1) a Debug Exec (software)

2) In Circuit Debug Hardware (ICD) (silicon)

3) a method of communicating with the debugger (I/o pins)

The software is a special "debug exec" that is placed in special test memory by the debugger.  This "debug exec" provides the serial interface to the debugger and follows the debugger's commands to interact with the hardware debugging support.  The "debug exec" uses some CPU resources like 1 level of stack and a few bytes of RAM in addition to some program memory.  On the "enhanced" PIC16's (all the PIC16F1xxx devices) additional stack, ram and flash memory is added so there is no memory penalty for using the debugger.

The hardware is a number of silicon features like address/data match comparators that implement the breakpoints.  The number of hardware breakpoints is related to the number of these comparators that are physically implemented in the silicon.  The breakpoints must be implemented in hardware if they are to have zero impact on your code.  Software breakpoints are literally extra instructions inserted to perform the breakpoint and they cannot be "turned on/off" and they will affect the program size/timing.

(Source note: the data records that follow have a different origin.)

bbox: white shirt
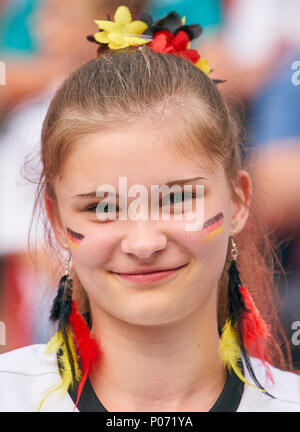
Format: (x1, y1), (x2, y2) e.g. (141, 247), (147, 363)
(0, 344), (300, 412)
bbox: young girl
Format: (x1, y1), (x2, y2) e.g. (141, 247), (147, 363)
(0, 8), (300, 412)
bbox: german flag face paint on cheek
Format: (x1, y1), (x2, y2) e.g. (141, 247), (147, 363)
(202, 212), (224, 243)
(67, 228), (84, 249)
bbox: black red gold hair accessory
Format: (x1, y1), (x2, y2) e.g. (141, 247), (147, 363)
(87, 6), (225, 84)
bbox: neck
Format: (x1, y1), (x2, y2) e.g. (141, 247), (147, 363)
(90, 298), (226, 411)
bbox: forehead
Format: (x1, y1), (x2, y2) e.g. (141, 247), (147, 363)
(61, 123), (217, 184)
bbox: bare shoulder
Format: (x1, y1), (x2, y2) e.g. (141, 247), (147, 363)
(239, 358), (300, 412)
(0, 344), (57, 376)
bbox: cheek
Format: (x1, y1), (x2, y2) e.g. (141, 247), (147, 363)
(68, 226), (118, 268)
(173, 212), (229, 277)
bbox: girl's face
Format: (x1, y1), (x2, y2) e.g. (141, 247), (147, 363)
(46, 120), (251, 325)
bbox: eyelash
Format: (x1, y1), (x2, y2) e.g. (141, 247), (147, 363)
(84, 191), (196, 212)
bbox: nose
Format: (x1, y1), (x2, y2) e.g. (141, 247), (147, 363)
(121, 220), (167, 259)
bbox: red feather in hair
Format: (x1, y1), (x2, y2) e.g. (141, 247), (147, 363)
(69, 301), (101, 409)
(240, 286), (274, 382)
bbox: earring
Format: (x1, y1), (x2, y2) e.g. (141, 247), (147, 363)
(40, 248), (101, 410)
(47, 251), (80, 391)
(219, 237), (273, 391)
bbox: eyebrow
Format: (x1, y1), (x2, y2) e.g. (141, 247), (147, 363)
(71, 177), (206, 198)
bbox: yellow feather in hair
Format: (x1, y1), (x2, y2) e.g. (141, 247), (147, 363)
(219, 320), (266, 392)
(38, 328), (82, 411)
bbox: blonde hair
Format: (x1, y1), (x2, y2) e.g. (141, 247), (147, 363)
(29, 46), (292, 369)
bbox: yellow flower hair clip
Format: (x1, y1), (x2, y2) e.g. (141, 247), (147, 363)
(87, 6), (225, 84)
(94, 6), (151, 49)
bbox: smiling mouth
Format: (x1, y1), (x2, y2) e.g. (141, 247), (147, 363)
(112, 264), (188, 283)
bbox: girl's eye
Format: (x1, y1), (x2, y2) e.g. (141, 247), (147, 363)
(162, 191), (196, 205)
(85, 202), (117, 213)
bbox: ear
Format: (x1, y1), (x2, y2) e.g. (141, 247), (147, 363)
(44, 194), (68, 249)
(231, 170), (252, 235)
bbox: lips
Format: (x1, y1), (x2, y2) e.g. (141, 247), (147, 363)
(114, 264), (187, 283)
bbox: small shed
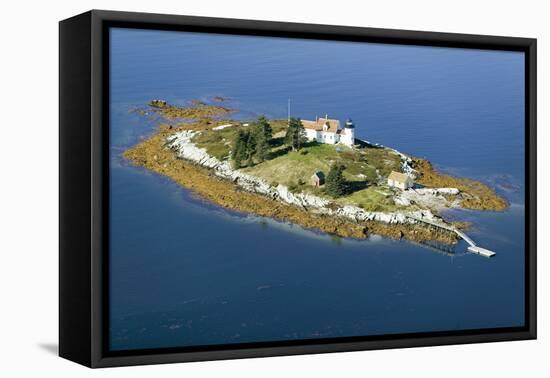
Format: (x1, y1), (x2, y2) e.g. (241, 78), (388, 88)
(388, 171), (414, 190)
(311, 171), (325, 187)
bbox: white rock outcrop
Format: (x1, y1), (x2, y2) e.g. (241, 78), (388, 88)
(166, 130), (444, 224)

The I/O pin requirement is for a communications path to the "debug exec" and for an external way to trigger a manual "HALT".  This is done through the PGC/PGD pins so no additional pins are "wasted" beyond what you need for programming.

Because the hardware portion of debugging requires additional silicon area and only the developers will ever need it, many of the lower cost devices remove it to save cost.  Instead a special version of the device is created and sold on a debug header.  The debug header (part number AC162059 for the 12F508) provides the ICD silicon so the volume production does not need to pay for a feature they will never use.

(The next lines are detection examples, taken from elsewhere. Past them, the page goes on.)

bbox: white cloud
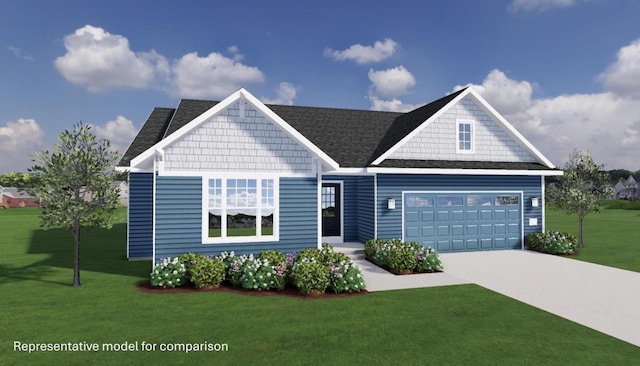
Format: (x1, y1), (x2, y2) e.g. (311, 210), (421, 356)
(7, 46), (34, 61)
(54, 25), (167, 92)
(324, 38), (398, 65)
(369, 66), (416, 98)
(95, 116), (138, 151)
(55, 25), (264, 98)
(454, 70), (533, 114)
(599, 39), (640, 98)
(369, 95), (420, 112)
(0, 118), (44, 174)
(509, 0), (575, 12)
(262, 82), (296, 105)
(172, 52), (264, 98)
(462, 70), (640, 170)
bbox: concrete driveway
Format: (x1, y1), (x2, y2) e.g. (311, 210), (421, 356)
(440, 250), (640, 346)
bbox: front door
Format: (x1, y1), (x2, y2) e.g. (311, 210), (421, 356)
(322, 183), (342, 237)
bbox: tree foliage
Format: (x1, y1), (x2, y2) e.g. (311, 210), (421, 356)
(547, 150), (613, 248)
(29, 122), (119, 286)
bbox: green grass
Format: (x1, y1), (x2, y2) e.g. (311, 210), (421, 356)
(0, 209), (640, 365)
(546, 208), (640, 272)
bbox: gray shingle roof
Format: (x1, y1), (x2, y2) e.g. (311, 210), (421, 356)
(119, 89), (548, 170)
(378, 159), (556, 170)
(118, 108), (176, 166)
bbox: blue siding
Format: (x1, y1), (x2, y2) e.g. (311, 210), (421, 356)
(127, 173), (153, 259)
(154, 176), (318, 262)
(322, 175), (374, 243)
(357, 176), (375, 243)
(376, 174), (543, 246)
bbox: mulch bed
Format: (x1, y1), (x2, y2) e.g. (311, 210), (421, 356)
(137, 280), (369, 299)
(365, 258), (443, 276)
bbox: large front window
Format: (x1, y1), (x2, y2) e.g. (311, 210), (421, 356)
(203, 178), (278, 243)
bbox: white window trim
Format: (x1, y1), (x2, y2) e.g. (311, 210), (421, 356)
(202, 173), (280, 244)
(456, 119), (476, 154)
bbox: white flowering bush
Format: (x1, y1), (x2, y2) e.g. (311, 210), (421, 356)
(151, 257), (187, 288)
(526, 231), (578, 254)
(240, 255), (287, 291)
(329, 260), (366, 293)
(365, 239), (444, 272)
(291, 257), (331, 294)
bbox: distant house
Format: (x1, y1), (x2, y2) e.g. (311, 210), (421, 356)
(616, 174), (640, 200)
(0, 187), (40, 208)
(118, 88), (562, 262)
(613, 182), (626, 199)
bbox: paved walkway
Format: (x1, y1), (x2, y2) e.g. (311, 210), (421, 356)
(335, 243), (640, 346)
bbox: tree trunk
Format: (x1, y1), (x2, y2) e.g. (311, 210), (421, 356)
(73, 219), (80, 287)
(578, 207), (584, 248)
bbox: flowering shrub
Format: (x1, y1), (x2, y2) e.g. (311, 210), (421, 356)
(151, 257), (187, 288)
(526, 231), (578, 254)
(329, 260), (366, 293)
(365, 239), (443, 272)
(187, 256), (226, 288)
(415, 244), (444, 272)
(364, 239), (385, 260)
(240, 255), (286, 291)
(291, 258), (331, 294)
(387, 245), (418, 272)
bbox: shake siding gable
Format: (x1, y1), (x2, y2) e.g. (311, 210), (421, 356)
(164, 101), (312, 174)
(376, 174), (544, 243)
(388, 96), (536, 162)
(127, 173), (153, 259)
(154, 176), (318, 262)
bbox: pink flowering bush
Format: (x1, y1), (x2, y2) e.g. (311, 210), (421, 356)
(526, 231), (578, 254)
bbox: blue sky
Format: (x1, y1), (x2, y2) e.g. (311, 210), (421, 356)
(0, 0), (640, 174)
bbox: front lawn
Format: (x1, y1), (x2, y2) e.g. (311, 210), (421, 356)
(0, 209), (640, 365)
(546, 208), (640, 272)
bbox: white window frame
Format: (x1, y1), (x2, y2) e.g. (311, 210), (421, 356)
(202, 174), (280, 244)
(456, 119), (476, 154)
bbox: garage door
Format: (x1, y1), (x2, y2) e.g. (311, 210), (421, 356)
(403, 192), (522, 252)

For low pin count devices such as the 12F508, it is extra tricky because with only 8 total pins and 5 I/O pins, it is not reasonable to build an application and use debug as that will leave 3 I/O pins for your "secret sauce".  For these devices the special part on the debug header is actually in a larger package with 8 pins exactly the same as the target device and additional pins to implement programming & debugging.  This allows a nearly zero impact solution to debugging but does require buying an additional device.

If you are a maker and are concerned with the minimum size option, I recommend you get good at soldering QFN packages.  For the same size as an SOIC 8, you will get 20 pins and in a PIC16F1xxx device you will also get debugging, more memory, better peripherals and a lower cost.